Integrations
Swap your existing web-search or retriever dependency to GroundRoute, usually with a one-line change. Every integration targets POST /v1/search (or the /v1/search/compat drop-in) and authenticates with Authorization: Bearer $GROUNDROUTE_API_KEY.
export GROUNDROUTE_API_KEY=gr_live_...
export GROUNDROUTE_BASE_URL=https://api.groundroute.ai
MCP
The hosted MCP server lets any MCP client use search as a native tool. Point it at https://api.groundroute.ai/mcp with your Bearer key:
{
"mcpServers": {
"groundroute": {
"type": "http",
"url": "https://api.groundroute.ai/mcp",
"headers": { "Authorization": "Bearer gr_live_YOUR_KEY" }
}
}
}
Full reference: MCP server.
OpenAI / Tavily-compatible shim
Already calling Tavily, Exa, or an OpenAI-style web-search tool? Point the base URL at GroundRoute's compatibility endpoint POST /v1/search/compat. It accepts common SDK body shapes and returns a Tavily/OpenAI-style body — change only the URL and key, not your request structure.
It maps common fields to the native request:
query/q/search_query/input→querymax_results/num_results/count/k→max_results(clamped ≤ 50)search_depth/mode/topic→modeinclude_domains/domains→domains,exclude_domains→exclude_domainsdays/time_range/ recency present →freshness: fresh
Unknown fields are ignored — a drop-in caller is never rejected with 422.
import httpx
httpx.post(
"https://api.groundroute.ai/v1/search/compat", # only the URL + key change
headers={"Authorization": f"Bearer {GROUNDROUTE_KEY}"},
json={"query": "pgvector vs qdrant benchmark", "max_results": 5},
).json() # → {"answer": ..., "results": [...]}
GroundRoute's routing_meta / cache_meta are omitted from the compat body to stay byte-compatible with the original SDK shape.

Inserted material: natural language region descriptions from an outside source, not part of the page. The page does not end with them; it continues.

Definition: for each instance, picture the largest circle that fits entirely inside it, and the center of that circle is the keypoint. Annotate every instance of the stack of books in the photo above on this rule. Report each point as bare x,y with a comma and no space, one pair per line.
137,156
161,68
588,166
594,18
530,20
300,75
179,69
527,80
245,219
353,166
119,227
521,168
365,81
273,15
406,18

To see them, call the native /v1/search.
Framework helpers
Thin helpers wrap the native API for popular frameworks so you can swap a retriever or tool in one line:
| Framework | Swap |
|---|---|
| LangChain | GroundRouteRetriever(k=5) — same .invoke(query) → List[Document] as a Tavily/Exa retriever |
| LlamaIndex | groundroute_tool() — a FunctionTool, same agent wiring |
| Vercel AI SDK | groundrouteSearch() — a standard AI-SDK tool() |
# LangChain — before:
# from langchain_community.retrievers import TavilySearchAPIRetriever
# retriever = TavilySearchAPIRetriever(k=5)

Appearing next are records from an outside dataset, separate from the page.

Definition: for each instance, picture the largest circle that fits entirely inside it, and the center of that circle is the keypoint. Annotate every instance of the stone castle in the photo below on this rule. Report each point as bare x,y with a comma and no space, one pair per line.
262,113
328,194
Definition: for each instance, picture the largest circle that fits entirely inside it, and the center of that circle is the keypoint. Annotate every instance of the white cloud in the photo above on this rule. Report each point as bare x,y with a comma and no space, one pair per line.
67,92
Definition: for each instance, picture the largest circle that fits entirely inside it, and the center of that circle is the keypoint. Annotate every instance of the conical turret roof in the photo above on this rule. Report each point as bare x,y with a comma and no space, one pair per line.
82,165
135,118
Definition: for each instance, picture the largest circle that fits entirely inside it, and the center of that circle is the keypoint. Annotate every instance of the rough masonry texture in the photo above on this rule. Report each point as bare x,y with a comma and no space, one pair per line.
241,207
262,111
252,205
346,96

from groundroute_langchain import GroundRouteRetriever
retriever = GroundRouteRetriever(k=5)
// Vercel AI SDK — before:
// const tools = { search: tavilySearchTool(...) };
import { groundrouteSearch } from "./groundroute";
const tools = { search: groundrouteSearch() };
These helpers live in the integrations/ directory of the GroundRoute repository and import their framework dependency lazily, so pulling one in never forces a framework you don't use. A native SDK package and one-click MCP registry listing are on the roadmap.